In choosing a repository platform we should try to find the right balance between software (and our own skills) and user needs (or how well the software meets those needs).
Profile
Here is a template you can use when starting to evaluate a new repository platform:
Platform-Name
- Who are the producers of the repository?
- What is the license of the repository’s software?
- What are the hardware requirements of the repository?
- What are the related software requirements of the repository (in other words - what is its architecture)?
- What is the current release or version number that is available for download?
- How often are releases made available?
- How do repository developers report an error or bug found in a release?
- How many people are using the repository?
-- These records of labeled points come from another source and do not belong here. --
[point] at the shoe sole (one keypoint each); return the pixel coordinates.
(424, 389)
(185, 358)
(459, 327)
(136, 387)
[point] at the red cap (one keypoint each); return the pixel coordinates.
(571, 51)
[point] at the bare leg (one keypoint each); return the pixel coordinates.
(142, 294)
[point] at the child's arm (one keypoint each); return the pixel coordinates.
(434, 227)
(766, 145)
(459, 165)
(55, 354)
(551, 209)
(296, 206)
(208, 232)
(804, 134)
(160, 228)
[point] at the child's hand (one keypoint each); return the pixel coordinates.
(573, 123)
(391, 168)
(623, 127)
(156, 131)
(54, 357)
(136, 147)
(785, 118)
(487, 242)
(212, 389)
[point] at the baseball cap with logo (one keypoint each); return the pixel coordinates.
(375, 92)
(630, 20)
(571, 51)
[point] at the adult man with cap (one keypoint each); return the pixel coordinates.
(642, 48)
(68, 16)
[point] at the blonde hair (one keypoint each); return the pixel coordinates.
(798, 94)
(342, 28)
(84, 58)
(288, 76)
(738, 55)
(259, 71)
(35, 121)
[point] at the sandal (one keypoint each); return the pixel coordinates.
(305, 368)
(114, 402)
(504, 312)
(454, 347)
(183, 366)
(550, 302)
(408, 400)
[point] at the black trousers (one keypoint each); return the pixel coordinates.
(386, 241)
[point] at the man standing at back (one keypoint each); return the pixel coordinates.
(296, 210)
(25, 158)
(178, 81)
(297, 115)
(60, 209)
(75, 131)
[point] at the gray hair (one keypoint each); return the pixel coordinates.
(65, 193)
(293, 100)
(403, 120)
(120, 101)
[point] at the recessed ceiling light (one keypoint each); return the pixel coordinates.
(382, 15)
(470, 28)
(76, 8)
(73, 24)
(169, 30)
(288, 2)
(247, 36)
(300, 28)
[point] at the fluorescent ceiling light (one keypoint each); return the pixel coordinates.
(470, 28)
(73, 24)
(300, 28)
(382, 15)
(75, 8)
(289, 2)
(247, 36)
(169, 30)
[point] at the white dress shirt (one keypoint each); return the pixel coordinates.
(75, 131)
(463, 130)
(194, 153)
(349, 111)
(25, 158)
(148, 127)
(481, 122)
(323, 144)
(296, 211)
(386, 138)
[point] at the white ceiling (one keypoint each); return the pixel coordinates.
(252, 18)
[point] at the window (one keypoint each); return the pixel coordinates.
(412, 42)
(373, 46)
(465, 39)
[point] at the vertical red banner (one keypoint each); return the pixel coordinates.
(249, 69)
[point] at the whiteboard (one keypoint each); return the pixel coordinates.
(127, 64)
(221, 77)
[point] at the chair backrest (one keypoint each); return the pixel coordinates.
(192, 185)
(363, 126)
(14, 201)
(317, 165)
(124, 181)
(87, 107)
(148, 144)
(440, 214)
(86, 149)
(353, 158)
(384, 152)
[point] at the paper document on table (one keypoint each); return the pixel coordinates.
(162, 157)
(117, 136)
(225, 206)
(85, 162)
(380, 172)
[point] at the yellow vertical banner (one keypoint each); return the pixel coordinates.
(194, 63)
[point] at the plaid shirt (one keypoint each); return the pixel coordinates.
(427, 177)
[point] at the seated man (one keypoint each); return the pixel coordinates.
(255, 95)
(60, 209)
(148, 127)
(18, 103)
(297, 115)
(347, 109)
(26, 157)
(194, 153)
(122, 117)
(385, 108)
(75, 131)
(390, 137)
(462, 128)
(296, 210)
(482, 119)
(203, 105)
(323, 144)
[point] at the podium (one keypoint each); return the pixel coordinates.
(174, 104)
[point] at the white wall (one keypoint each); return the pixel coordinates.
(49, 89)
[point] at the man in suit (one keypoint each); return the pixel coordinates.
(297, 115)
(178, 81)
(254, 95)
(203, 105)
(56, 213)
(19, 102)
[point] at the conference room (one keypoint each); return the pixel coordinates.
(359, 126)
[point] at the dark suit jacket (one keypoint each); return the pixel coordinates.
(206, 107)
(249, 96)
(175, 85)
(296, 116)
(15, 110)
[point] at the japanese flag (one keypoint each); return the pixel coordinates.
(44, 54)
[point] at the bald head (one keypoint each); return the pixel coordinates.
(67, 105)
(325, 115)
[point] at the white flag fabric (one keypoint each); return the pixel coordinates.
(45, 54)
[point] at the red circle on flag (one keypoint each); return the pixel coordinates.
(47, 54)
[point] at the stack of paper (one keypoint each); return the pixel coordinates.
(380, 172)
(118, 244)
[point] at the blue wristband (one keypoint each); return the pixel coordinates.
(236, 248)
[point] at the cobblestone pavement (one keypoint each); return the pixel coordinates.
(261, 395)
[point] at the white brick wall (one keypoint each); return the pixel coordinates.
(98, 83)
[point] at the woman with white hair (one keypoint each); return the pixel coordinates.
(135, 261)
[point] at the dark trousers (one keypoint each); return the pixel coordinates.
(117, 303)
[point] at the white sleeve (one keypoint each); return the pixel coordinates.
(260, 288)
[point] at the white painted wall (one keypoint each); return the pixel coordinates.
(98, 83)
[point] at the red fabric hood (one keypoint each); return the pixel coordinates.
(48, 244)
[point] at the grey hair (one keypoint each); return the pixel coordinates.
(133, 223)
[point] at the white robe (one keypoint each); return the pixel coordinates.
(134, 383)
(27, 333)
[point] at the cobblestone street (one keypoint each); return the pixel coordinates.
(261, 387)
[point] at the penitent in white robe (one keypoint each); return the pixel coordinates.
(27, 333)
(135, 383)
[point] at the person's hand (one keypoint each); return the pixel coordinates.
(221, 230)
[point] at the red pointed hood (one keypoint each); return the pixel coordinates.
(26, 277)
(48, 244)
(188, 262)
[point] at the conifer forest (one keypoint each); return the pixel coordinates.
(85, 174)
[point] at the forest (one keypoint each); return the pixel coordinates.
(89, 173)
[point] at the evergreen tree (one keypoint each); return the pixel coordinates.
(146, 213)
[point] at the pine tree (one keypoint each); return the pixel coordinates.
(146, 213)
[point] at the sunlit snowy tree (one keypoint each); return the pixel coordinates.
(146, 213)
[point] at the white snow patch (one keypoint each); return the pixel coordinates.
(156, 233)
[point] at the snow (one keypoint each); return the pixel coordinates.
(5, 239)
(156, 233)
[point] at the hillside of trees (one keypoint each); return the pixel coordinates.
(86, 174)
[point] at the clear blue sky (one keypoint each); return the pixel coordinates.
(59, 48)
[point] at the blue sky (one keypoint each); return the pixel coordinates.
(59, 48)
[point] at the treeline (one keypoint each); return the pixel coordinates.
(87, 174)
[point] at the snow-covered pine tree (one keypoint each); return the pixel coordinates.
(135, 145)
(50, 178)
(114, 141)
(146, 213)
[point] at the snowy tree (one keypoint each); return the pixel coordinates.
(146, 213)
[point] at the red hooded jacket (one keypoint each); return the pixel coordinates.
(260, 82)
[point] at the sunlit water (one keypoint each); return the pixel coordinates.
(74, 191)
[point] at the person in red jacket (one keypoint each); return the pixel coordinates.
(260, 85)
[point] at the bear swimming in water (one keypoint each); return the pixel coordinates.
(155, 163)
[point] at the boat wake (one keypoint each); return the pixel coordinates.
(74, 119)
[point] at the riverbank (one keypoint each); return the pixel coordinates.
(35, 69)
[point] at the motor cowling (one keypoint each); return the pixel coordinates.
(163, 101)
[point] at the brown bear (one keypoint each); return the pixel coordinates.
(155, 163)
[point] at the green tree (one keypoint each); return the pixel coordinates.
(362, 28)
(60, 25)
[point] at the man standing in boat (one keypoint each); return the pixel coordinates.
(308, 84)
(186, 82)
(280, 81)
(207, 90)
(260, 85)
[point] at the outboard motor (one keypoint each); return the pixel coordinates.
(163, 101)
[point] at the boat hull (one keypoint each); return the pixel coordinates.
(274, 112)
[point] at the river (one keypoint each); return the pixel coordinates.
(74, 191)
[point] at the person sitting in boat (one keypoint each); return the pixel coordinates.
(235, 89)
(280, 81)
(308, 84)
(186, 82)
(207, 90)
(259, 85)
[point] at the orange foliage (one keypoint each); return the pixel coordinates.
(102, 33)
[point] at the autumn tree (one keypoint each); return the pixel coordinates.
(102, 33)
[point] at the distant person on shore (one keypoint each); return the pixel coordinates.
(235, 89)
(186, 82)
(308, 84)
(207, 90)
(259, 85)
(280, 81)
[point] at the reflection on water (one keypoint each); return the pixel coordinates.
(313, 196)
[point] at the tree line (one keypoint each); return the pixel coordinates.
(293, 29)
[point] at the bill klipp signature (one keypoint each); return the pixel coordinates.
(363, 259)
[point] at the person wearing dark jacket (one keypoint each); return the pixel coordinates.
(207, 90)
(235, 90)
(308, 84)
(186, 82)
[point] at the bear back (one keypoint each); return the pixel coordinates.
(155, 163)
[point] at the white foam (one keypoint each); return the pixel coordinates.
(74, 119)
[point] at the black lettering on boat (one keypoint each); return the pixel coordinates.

What kinds of data do they curate?
- How is the software modified by those users? (e.g. are there plugins or extensible libraries?)
- What type of data is typically stored in the repository? Does the architecture afford any special features for particular kinds of data (e.g. geospatial data repository software might have a map plugin)
- How customizable is the metadata for the repository? Can new application profiles be easily created and implemented?
- Is the repository interoperable with other types of repositories? (e.g. Does the repository have an easily accessible API?)
Major Strengths:
Major weaknesses:
Overall Assessment:
Late Policy
- All assignments are due at 11:59 PM Pacific Time unless otherwise noted.
- If you cannot meet a deadline please get in touch with me 24 hours in advance of the due date to request an extension. - I have a "no questions asked" policy on extensions. I will not ask you to share the personal reasons why you need an extension, but if you would like to share with me for any reason please feel free. I am available listen.
- If you have not made arrangments with me, all late work will be automatically penalized 10% of the final grade of the assignment (e.g. If you would have received a 100% you will receive a 90%.) and will incur a 10% penalty for each additional day that the assignment is not complete.
- For those of you working in groups, please remember that your group members will be negatively impacted by any unexcused lateness on your part.